Patt in Baden-Württemberg: Grünen und CDU ringen nach schmutzigem Wahlkampf um Koalition
Jakob BraunSkandalvorwurf vor Wahl - Fischer bittet Hagel um Vergebung - Patt in Baden-Württemberg: Grünen und CDU ringen nach schmutzigem Wahlkampf um Koalition
Baden-Württemberg steht nach der Landtagswahl am 8. März vor politischer Unsicherheit: Bündnis 90/Die Grünen und die CDU liegen mit jeweils 56 Sitzen gleichauf. Die Pattsituation folgt auf einen erbitterten Wahlkampf, der von Vorwürfen einer "schmutzigen" Kampagne geprägt war – darunter die erneute Veröffentlichung eines alten Videos mit CDU-Landeschef Manuel Hagel. Nun loten beide Parteien aus, ob trotz der zugespitzten Konflikte eine Koalition noch möglich ist.

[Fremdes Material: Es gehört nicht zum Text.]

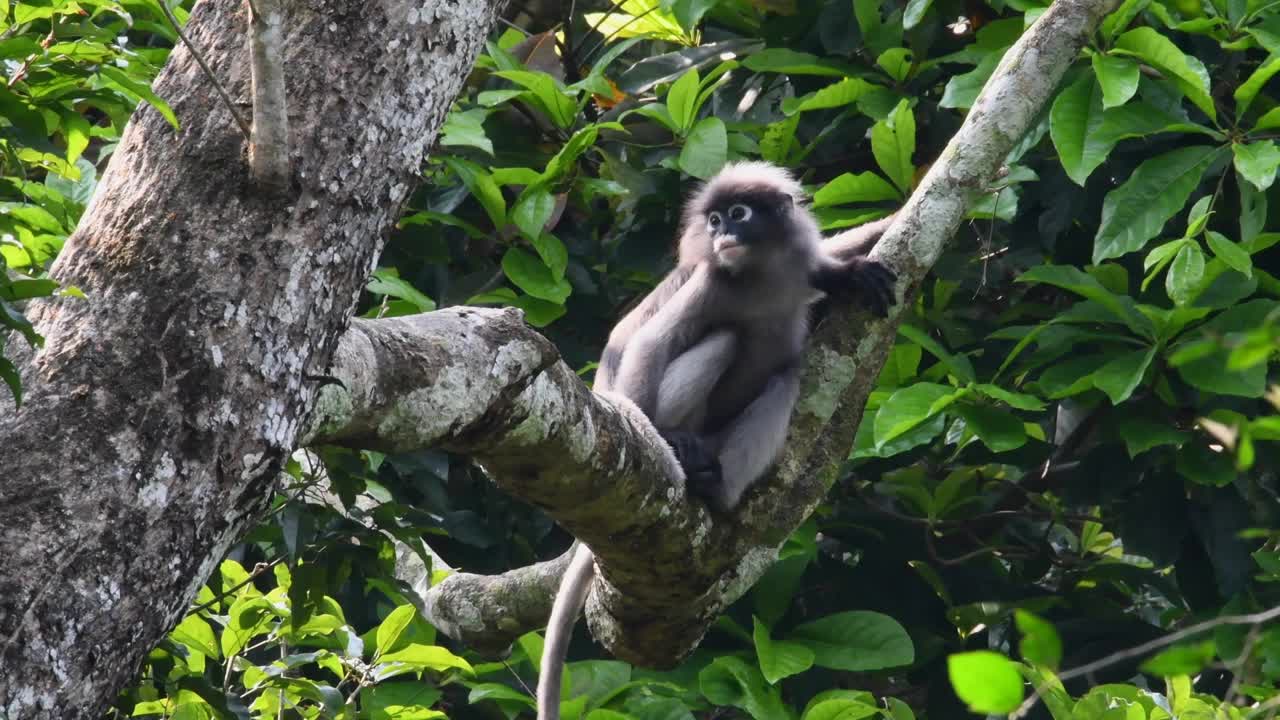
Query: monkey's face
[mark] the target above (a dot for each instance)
(748, 227)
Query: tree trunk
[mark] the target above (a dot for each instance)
(160, 409)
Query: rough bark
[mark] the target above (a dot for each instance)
(479, 382)
(160, 409)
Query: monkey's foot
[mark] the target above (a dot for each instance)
(867, 281)
(700, 465)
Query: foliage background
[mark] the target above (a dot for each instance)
(1070, 451)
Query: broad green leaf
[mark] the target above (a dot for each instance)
(1137, 210)
(1121, 374)
(533, 210)
(908, 408)
(681, 100)
(997, 429)
(483, 188)
(1185, 274)
(840, 709)
(1164, 55)
(1257, 162)
(534, 277)
(778, 659)
(547, 95)
(987, 682)
(1040, 643)
(1235, 256)
(705, 149)
(1248, 90)
(393, 627)
(1182, 660)
(1087, 286)
(1118, 77)
(197, 634)
(792, 63)
(731, 682)
(856, 641)
(892, 145)
(835, 95)
(863, 187)
(1075, 115)
(428, 656)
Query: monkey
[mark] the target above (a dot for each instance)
(712, 355)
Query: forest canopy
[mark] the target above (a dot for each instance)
(1063, 497)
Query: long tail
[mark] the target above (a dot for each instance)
(568, 602)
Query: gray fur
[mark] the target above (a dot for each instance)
(716, 347)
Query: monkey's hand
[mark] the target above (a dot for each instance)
(858, 278)
(700, 465)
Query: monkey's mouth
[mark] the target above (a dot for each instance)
(728, 249)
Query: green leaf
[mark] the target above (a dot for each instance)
(863, 187)
(1041, 643)
(1118, 77)
(778, 659)
(840, 709)
(1182, 660)
(534, 277)
(1137, 210)
(731, 682)
(1087, 286)
(1248, 90)
(428, 656)
(910, 406)
(997, 429)
(792, 63)
(533, 210)
(392, 628)
(131, 86)
(1185, 274)
(1121, 374)
(835, 95)
(705, 149)
(681, 101)
(481, 186)
(1257, 162)
(987, 682)
(856, 641)
(1235, 256)
(892, 145)
(384, 281)
(197, 634)
(547, 94)
(1164, 55)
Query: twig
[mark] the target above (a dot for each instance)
(208, 71)
(1120, 656)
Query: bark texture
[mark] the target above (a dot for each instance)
(160, 409)
(480, 382)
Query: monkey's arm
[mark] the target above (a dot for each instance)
(856, 242)
(632, 322)
(676, 326)
(749, 445)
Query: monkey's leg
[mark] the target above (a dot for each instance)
(752, 442)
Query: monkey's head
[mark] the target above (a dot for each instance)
(748, 215)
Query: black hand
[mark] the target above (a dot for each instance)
(702, 468)
(865, 279)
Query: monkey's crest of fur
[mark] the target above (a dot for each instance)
(739, 177)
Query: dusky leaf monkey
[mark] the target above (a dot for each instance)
(712, 355)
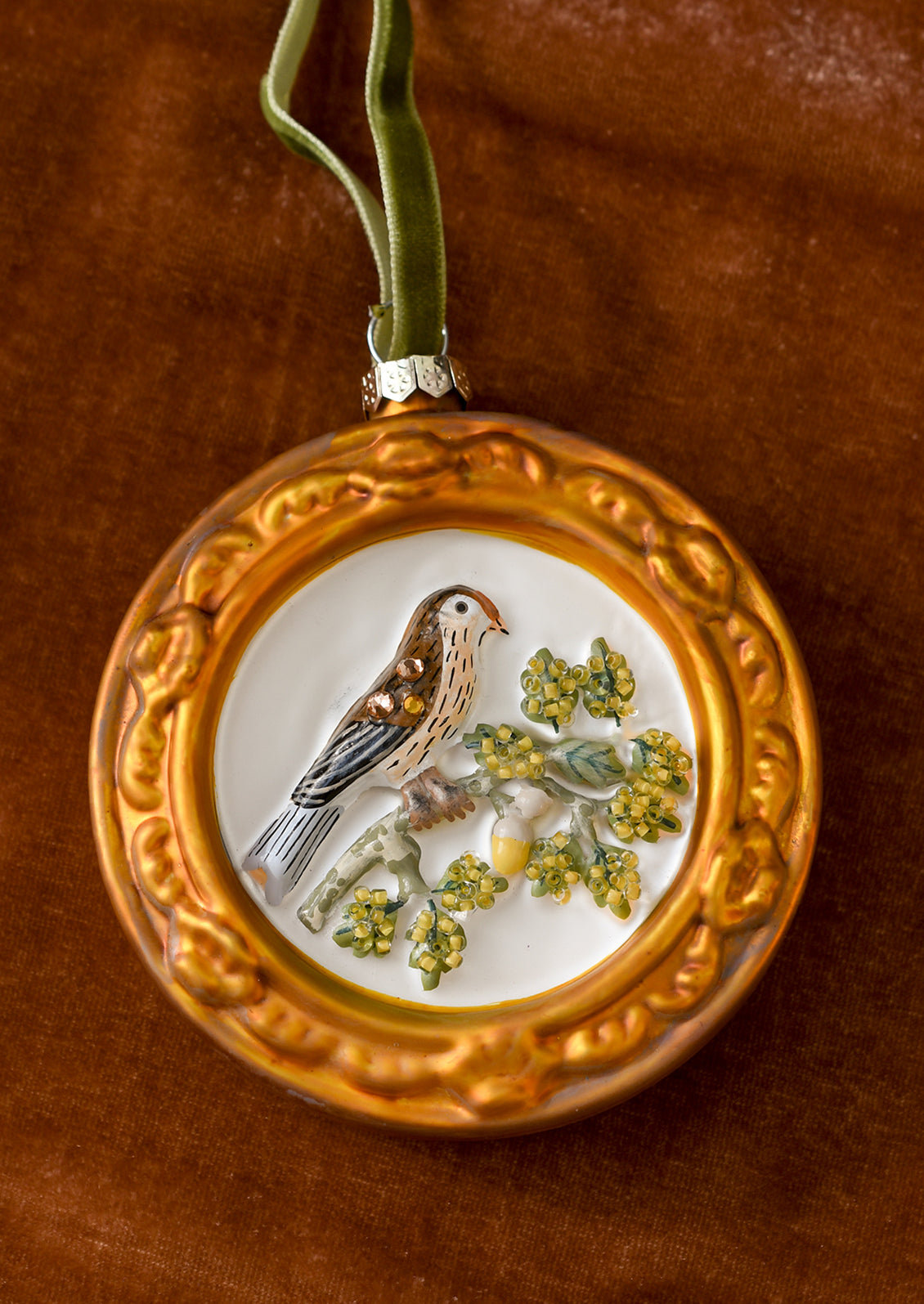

Das Wahlergebnis sorgte für eine Überraschung: Die Grünen erreichten 30,2 Prozent der Stimmen und lagen damit knapp vor der CDU mit 29,7 Prozent. Beide Parteien verfügen nun über jeweils 56 Sitze, was zu einem seltenen Patt im Landtag führt. Der Wahlkampf war bereits im Vorfeld von Kontroversen überschattet worden, nachdem die grüne Landtagsabgeordnete Zoe Mayer ein acht Jahre altes Video Hagels veröffentlicht hatte. Darin äußerte er sich abfällig über eine minderjährige Schülerin – die Aufnahmen befeuerten die Debatte über Sexismus und mobilisierten linke Wähler gegen ihn.
Die CDU warf den Grünen vor, einen "schmutzigen Wahlkampf" geführt zu haben. Das Video sowie ein späterer Social-Media-Beitrag der grünen Politikerin Simone Fischer hätten das Vertrauen beschädigt, hieß es. Fischer hatte ein Foto Hagels mit den Worten "Offizielle Verwarnung" und "Versteckt eure Kinder" geteilt, den Post später jedoch gelöscht. Nach Tagen des Schweigens entschuldigte sie sich, bezeichnete die Aktion als Fehler und bedauerte sie. Ihr Schritt wird nun als Versuch gewertet, vor den offiziellen Sondierungsgesprächen die Wogen zu glätten.
Hinter den Kulissen verschärften Machtfragen die Spannungen. Die CDU schlug ein rotierendes Amt des Ministerpräsidenten vor, doch der grüne Co-Vorsitzende Cem Özdemir lehnte dies ab. Die Partei besteht auf eine gleichberechtigte Partnerschaft und weigert sich, wie in der Vergangenheit die Rolle des kleineren Koalitionspartners einzunehmen. Nach zehn Jahren Zusammenarbeit ist das Vertrauen so stark erschüttert, dass einige CDU-Mitglieder bereits Neuwahlen fordern, falls innerhalb von drei Monaten keine Regierung zustande kommt.
Die Grünen haben die CDU zu Sondierungsgesprächen eingeladen, doch der weitere Weg bleibt ungewiss. Beide Seiten müssen die nachwirkenden Ressentiments aus dem Wahlkampf überwinden sowie ungelöste Streitfragen zur Führungsrolle klären. Ohne Kompromissbereitschaft könnte der Stillstand zu einer Rückkehr an die Wahlurnen führen – ein Szenario, das keine der Parteien bisher ausschließt.